# Illustrator : Logo



## El_Tomato (6. Oktober 2007)

Halli hallo liebe Tutorials-User
Ich möchte mal gerne wissen, wie man genau vektorisiert, aber hier in diesem Forum finde ich keine genaue Anleitung, wo ich alle schritte einzeln erklärt bekomme.
Wäre jmd so gütig und würde mir genau erklären wie ich ein Logo etc. vektorisiere?


----------



## Roman-studios (6. Oktober 2007)

Hier nimm könnte ich eine positive Wertung haben 

Anhang anzeigen Logo.zip


----------



## El_Tomato (6. Oktober 2007)

Wie hast du das denn jetzt genau gemacht?
Könntest du deine Schritte mal erklären?


mfg El_Tomato


----------



## Roman-studios (7. Oktober 2007)

Ih habe diesen Vektor nicht in Illustrator gemacht sondern Corel Draw


----------



## Markus Kolletzky (7. Oktober 2007)

Hallo Roman-studios,

deine Arbeit in allen Ehren, aber ich denke, der Nachwelt bringt es mehr, wenn du dein Wissen
mit den Fragestellern teilst und deine Arbeitsschritte erklärst.
Von einem "mal so vektorisierten Logo" ohne Arbeitsbeschreibung ist der Community nicht nachhaltig geholfen.

Grüße
Markus


----------



## El_Tomato (7. Oktober 2007)

Markus Kolletzky hat gesagt.:


> Hallo Roman-studios,
> 
> deine Arbeit in allen Ehren, aber ich denke, der Nachwelt bringt es mehr, wenn du dein Wissen
> mit den Fragestellern teilst und deine Arbeitsschritte erklärst.
> ...



Genau ^^ 
Kann mir das denn jetzt jemand mal beschreiben wie man das macht?


----------



## Roman-studios (7. Oktober 2007)

1.Ich schreibe den text (zu erst schaue welcher Font past) färbe den neuen Text gelb damit ich ihn auf dem Hintergrund sehe jetzt Mache ich transform und ziehe den text so entlang das er passt.

2.Zu erst länglich dann in die Breite...

3.Passt

4.Zeichne den ersten kreis (groß) passe ihn dem echten an.

5.Zeichne den zweiten lege ihn da drüber.

6.Mach dann Arrange

7.Mit dem restlichen Text machst du alles genau so.

8.Färbst wieder den Text um.

9.Und fertig


----------



## El_Tomato (7. Oktober 2007)

Roman-studios hat gesagt.:


> 1.Ich schreibe den text (zu erst schaue welcher Font past) färbe den neuen Text gelb damit ich ihn auf dem Hintergrund sehe jetzt Mache ich transform und ziehe den text so entlang das er passt.
> 
> 2.Zu erst länglich dann in die Breite...
> 
> ...



Weiß einer auch zufällig wie ich das mit Grafiken, d.h.
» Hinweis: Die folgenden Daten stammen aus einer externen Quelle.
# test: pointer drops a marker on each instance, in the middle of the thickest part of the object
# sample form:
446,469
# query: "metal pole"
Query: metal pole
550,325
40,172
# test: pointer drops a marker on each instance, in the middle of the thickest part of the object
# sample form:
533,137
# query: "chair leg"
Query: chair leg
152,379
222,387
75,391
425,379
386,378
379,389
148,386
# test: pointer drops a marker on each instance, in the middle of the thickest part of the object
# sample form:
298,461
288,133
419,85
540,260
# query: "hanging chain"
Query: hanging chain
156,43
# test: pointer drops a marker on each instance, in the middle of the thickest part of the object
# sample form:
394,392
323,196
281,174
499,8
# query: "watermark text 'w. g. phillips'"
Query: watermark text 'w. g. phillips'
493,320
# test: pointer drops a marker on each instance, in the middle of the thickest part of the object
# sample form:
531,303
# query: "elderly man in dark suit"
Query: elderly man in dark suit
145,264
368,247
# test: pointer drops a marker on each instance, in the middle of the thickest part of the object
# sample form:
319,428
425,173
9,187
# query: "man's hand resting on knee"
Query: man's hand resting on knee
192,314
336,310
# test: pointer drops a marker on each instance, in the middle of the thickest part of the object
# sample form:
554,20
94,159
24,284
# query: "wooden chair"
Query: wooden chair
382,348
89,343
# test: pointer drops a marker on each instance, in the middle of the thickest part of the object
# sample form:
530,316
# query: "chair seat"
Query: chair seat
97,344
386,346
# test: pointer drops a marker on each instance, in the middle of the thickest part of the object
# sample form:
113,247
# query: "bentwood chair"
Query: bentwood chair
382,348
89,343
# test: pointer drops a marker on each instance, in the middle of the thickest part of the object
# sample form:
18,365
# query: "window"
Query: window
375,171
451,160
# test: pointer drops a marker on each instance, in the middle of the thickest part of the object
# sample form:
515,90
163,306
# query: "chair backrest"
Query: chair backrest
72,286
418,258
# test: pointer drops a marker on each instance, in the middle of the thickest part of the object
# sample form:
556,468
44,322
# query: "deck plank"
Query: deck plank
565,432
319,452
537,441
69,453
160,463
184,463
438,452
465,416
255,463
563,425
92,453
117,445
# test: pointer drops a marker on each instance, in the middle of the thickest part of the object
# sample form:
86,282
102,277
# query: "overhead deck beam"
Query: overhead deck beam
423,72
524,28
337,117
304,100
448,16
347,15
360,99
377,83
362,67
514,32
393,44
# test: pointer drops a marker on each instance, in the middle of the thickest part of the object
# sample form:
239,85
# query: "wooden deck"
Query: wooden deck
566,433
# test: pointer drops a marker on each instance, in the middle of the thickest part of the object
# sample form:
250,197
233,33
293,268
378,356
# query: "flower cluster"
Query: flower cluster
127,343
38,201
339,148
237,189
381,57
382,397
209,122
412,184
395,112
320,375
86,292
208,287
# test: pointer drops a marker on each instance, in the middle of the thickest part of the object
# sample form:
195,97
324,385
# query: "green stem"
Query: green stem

Bildern mache?
Ich will ja nicht nur Text vektorisieren sondern auch Bilder etc.

mfg El_Tomato


----------



## OMAN_one (8. Oktober 2007)

Anleitung ab Illustrator CS2

Datei -> Platzieren -> Bild aussuchen -> mit dem Auswahlwerkzeug markieren -> Objekt -> Interaktiv Abpausen -> Abpausoptionen -> deine einstellungen machen -> Abpausen -> Objekt -> Interaktiv Abpausen -> Umwandeln -> wenn nötig einige flächen entfernen

Im Feld Abpausoptionen mußt du halt ma n bisschen die Regler hin und her schieben um das gewünschte Ergebniss zu erzielen. Jedoch gilt, per Zeichenstift Vektorisieren ist immer noch am genausten.

viel spaß dabei


----------



## janoc (8. Oktober 2007)

Der Vollständigkeit halber: Schrift zu verzerren ist eigentlich ein typographisches Kapitalverbrechen


----------



## Roman-studios (8. Oktober 2007)

Ich zeichne es nach aber wenn du ein Logo vectorisieren willst dann benutz Vextractor 3.80 !!


----------



## Jan-Frederik Stieler (11. Oktober 2007)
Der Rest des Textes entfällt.